If you rent your holiday home enough that it can be characterized as a rental property, you want to return the value of the house due to depreciation. Payment for the rental of residential real estate under the Generalized System of depreciation costs (GDS) covers 27.5 years. This capitalized expenditure can be used to offset the rental income, thereby reducing your tax invoice. Depreciation deduction can result in a net loss of property leased; However, as your second home for the lease of property, and not as a place of residence, you can reduce your other income from passive activities with the loss. Remember: When you visit a house on vacation, you can count only the depreciation allocated for the rental day.
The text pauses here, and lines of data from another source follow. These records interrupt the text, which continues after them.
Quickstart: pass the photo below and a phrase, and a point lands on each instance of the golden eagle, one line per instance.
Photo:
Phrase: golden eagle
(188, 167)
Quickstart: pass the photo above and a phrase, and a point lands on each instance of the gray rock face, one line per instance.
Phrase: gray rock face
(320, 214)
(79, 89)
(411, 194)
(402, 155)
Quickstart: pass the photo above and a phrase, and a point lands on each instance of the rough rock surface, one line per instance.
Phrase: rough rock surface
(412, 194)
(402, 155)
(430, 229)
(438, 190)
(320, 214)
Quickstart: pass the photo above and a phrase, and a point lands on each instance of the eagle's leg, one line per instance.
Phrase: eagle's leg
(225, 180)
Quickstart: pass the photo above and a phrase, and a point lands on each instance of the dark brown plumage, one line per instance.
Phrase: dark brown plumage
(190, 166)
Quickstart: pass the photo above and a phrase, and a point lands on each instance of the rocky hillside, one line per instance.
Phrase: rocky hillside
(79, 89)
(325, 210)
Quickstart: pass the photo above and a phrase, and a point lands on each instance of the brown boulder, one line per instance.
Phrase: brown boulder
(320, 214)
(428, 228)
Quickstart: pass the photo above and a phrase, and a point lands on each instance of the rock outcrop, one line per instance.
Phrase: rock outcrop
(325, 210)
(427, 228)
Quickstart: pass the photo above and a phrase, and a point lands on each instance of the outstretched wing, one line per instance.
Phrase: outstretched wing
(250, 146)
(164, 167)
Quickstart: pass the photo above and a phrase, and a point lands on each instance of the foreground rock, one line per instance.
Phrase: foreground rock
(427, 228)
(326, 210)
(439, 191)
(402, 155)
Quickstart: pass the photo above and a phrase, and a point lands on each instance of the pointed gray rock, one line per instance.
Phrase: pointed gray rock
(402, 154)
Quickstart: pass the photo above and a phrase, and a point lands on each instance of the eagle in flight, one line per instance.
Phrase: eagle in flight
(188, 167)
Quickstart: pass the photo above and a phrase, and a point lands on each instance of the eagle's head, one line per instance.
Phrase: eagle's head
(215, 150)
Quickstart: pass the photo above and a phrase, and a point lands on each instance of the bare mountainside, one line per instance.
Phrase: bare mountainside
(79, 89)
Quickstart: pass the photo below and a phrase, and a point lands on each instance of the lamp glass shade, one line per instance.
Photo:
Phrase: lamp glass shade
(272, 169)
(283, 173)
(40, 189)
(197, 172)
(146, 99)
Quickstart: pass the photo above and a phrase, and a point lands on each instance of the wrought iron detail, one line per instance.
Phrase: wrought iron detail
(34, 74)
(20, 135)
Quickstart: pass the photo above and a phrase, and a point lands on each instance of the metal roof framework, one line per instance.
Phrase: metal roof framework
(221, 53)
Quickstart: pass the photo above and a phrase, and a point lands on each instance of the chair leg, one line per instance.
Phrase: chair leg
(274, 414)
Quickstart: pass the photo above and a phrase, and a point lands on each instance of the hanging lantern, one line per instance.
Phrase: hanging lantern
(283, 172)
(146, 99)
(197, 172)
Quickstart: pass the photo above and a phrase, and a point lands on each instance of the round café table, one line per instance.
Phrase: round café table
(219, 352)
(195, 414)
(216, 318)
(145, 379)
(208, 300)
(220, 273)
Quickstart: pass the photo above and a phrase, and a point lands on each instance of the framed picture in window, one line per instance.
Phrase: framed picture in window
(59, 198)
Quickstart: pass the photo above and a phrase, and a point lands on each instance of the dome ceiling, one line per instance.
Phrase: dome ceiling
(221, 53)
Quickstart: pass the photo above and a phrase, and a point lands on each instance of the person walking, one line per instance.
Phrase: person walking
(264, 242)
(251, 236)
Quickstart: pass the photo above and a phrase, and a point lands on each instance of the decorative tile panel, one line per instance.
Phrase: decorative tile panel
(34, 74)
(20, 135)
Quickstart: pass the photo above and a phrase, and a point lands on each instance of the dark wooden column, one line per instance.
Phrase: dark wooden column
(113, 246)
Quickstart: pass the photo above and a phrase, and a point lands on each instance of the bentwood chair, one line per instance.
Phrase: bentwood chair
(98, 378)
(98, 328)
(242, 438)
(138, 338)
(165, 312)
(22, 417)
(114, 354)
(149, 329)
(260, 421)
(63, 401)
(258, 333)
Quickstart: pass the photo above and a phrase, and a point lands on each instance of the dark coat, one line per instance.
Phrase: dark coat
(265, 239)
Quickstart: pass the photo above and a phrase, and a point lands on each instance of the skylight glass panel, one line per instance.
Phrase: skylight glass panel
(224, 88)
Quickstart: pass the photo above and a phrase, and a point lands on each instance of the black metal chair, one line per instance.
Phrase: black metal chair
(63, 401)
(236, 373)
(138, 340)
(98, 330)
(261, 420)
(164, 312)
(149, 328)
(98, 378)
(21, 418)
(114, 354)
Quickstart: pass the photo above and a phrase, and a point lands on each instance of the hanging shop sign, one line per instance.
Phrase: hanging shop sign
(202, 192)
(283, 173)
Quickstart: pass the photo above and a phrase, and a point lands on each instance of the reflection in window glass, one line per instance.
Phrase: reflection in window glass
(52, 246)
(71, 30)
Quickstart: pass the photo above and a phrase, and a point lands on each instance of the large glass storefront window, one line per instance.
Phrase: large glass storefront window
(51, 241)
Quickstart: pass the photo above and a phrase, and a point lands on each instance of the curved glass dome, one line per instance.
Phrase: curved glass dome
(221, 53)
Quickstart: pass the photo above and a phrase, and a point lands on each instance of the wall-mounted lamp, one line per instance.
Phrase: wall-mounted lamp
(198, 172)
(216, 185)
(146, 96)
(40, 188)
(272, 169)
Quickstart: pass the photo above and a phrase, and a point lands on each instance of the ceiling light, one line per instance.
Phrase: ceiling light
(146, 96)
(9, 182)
When the time comes to sell your holiday home, please note that the IRS will treat the sale otherwise than your primary home. Your holiday home does not receive benefits from the elimination of profit in the amount of 250 000 dollars (500 000 US dollars if you want to apply jointly) as your primary residence. If you own a property of not less than 12 months, any profits from the sale will be taxed at the rate of long-term capital gains.
Also, if you reported the depreciation homes due to the use of the lease, you will need to alter the basis of the cost to determine the profit. Even if you are not required amortization payments, you will still need to reduce the base price of the house for the amount of depreciation that you could take. Part of the profit from the sale due to lower depreciation on the basis of your recovery is considered to amortization and are taxed at a rate of 25 percent.
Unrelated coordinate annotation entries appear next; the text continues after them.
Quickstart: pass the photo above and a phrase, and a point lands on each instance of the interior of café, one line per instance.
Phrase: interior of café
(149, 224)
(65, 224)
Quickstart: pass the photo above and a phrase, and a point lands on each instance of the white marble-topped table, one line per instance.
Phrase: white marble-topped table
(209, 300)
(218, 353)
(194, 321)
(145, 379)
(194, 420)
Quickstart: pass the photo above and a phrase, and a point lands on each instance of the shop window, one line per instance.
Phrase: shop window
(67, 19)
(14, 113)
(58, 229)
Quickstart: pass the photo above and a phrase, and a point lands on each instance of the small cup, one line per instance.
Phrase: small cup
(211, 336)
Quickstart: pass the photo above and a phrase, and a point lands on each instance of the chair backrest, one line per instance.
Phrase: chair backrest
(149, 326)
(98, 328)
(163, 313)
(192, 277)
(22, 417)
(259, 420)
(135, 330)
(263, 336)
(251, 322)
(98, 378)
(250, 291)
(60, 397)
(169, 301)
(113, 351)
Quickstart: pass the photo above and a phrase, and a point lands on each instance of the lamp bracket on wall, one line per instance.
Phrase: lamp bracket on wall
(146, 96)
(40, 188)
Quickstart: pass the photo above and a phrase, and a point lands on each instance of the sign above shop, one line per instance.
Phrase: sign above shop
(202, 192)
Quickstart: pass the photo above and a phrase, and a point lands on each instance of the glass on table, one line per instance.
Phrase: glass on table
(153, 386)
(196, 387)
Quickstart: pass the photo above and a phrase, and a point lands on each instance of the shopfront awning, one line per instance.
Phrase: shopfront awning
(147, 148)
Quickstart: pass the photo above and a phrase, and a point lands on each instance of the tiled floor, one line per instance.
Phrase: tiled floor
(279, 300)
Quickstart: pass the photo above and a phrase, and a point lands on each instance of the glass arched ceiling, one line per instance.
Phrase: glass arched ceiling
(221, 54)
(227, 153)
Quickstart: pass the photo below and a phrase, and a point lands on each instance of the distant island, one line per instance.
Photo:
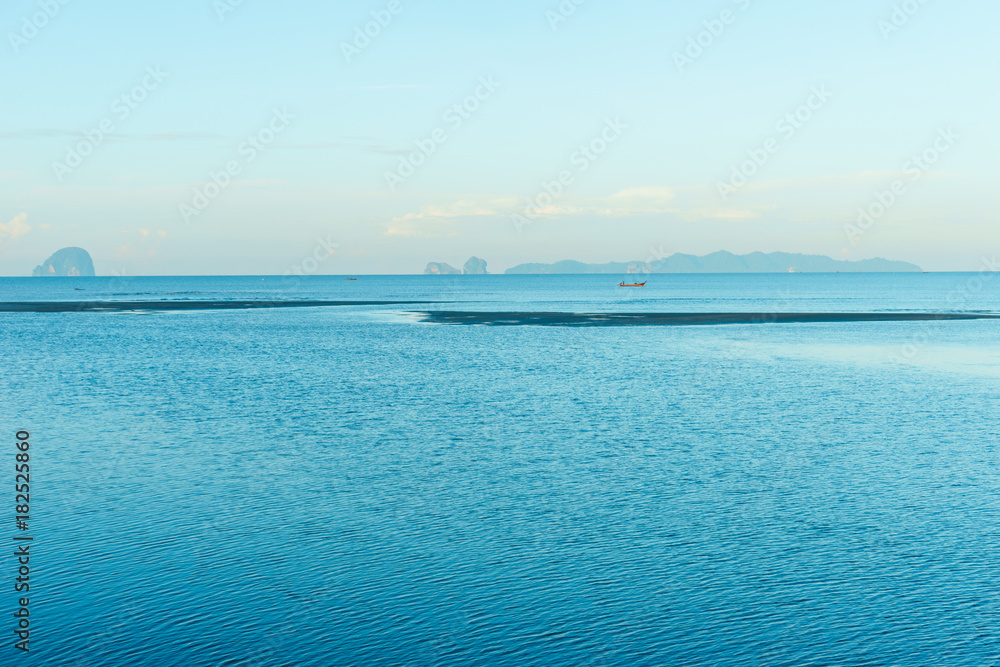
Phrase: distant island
(726, 262)
(68, 262)
(474, 267)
loss scenario occurs when you sell the house for rest; you do not get any of the above exclusion of capital gains, and do not get a tax break if you understand the loss on the sale. For this reason, prior to the sale, think about converting holiday homes into primary residence. If you make your second home your primary residence for two of the five years before the sale, you will qualify for the maximum exclusion of capital gains.
If you want to save the rest house in the family & # 39; and, rather than sell, it may cause some difficulties in the real estate planning. No matter how well your children are spending, joint ownership of property can lead to disagreements and hurt feelings, because it can give one child to another house and property are less sentimental value. Even if your kids are divided without any problems, they can leave it to their children, leading to the property, divided into eight or 12 cousins who are either unaware or are very fond of each other. Those who want to keep the property, will not be able to redeem those who want to sell. In general, it can create drama, you can not anticipate.
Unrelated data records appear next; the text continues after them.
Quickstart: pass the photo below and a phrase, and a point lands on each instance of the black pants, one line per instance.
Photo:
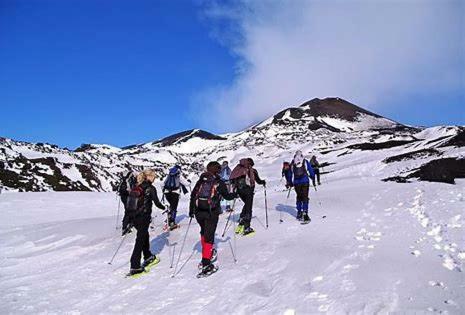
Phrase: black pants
(124, 199)
(141, 223)
(208, 221)
(173, 200)
(317, 175)
(301, 191)
(246, 194)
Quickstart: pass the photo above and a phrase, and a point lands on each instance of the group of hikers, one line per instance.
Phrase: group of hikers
(217, 185)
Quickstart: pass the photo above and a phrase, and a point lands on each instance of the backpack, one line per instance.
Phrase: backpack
(300, 171)
(241, 175)
(207, 194)
(172, 181)
(135, 202)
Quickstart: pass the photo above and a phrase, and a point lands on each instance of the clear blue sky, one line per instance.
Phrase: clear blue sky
(124, 72)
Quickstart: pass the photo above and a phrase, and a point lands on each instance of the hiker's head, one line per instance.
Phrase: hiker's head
(146, 175)
(214, 168)
(251, 162)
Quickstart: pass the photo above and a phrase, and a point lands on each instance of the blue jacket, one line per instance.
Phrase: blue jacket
(310, 173)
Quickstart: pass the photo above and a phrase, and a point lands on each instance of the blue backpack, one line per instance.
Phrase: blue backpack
(172, 181)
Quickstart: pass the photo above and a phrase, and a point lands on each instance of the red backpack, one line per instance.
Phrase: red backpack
(135, 202)
(207, 194)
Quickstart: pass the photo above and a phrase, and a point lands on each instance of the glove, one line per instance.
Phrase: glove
(127, 230)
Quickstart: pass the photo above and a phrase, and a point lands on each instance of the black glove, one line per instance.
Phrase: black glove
(127, 229)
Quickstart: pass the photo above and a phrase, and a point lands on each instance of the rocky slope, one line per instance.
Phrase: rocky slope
(337, 131)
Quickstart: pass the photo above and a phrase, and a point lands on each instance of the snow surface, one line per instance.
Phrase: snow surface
(372, 247)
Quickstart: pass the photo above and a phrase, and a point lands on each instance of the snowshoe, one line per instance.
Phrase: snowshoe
(248, 231)
(207, 271)
(136, 272)
(150, 262)
(305, 219)
(239, 229)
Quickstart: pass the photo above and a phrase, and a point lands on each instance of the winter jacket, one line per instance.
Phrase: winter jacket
(150, 195)
(309, 173)
(221, 191)
(225, 173)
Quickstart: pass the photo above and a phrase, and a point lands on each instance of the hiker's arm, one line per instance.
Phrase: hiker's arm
(154, 198)
(258, 179)
(223, 190)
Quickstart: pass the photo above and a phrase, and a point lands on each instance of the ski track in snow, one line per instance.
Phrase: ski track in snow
(394, 248)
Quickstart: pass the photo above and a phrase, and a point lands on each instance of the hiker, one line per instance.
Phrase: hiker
(316, 167)
(286, 172)
(225, 174)
(302, 171)
(172, 187)
(139, 206)
(244, 177)
(205, 206)
(128, 181)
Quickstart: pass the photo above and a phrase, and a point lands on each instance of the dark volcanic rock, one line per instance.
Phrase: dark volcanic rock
(412, 155)
(442, 170)
(379, 145)
(186, 135)
(457, 140)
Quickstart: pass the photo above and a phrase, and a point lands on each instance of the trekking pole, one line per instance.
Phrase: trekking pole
(229, 218)
(266, 209)
(182, 247)
(117, 216)
(117, 250)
If selling a home is too painful or impractical for a lifetime, you can direct his property to sell it and split the proceeds among his heirs. In addition, you can set up the trust in the operating costs of the property, and then give the heirs to use it in certain circumstances. Whatever you do, do your desires manifest, in your will, and discussing them with your children or heirs. Ideally, you want to attract real estate planning financial planning or a lawyer. Put everything in writing.
Holiday may be a great luxury, providing a place to get away from everyday life and build treasured memories with friends and family & # 39; it. As long as you think of it as a purchase, rather than as an investment, you can make an informed decision that is right for you. Then, if you do buy a vacation home, you will be able to approach it with realistic expectations and a good opportunity to enjoy it for years to come.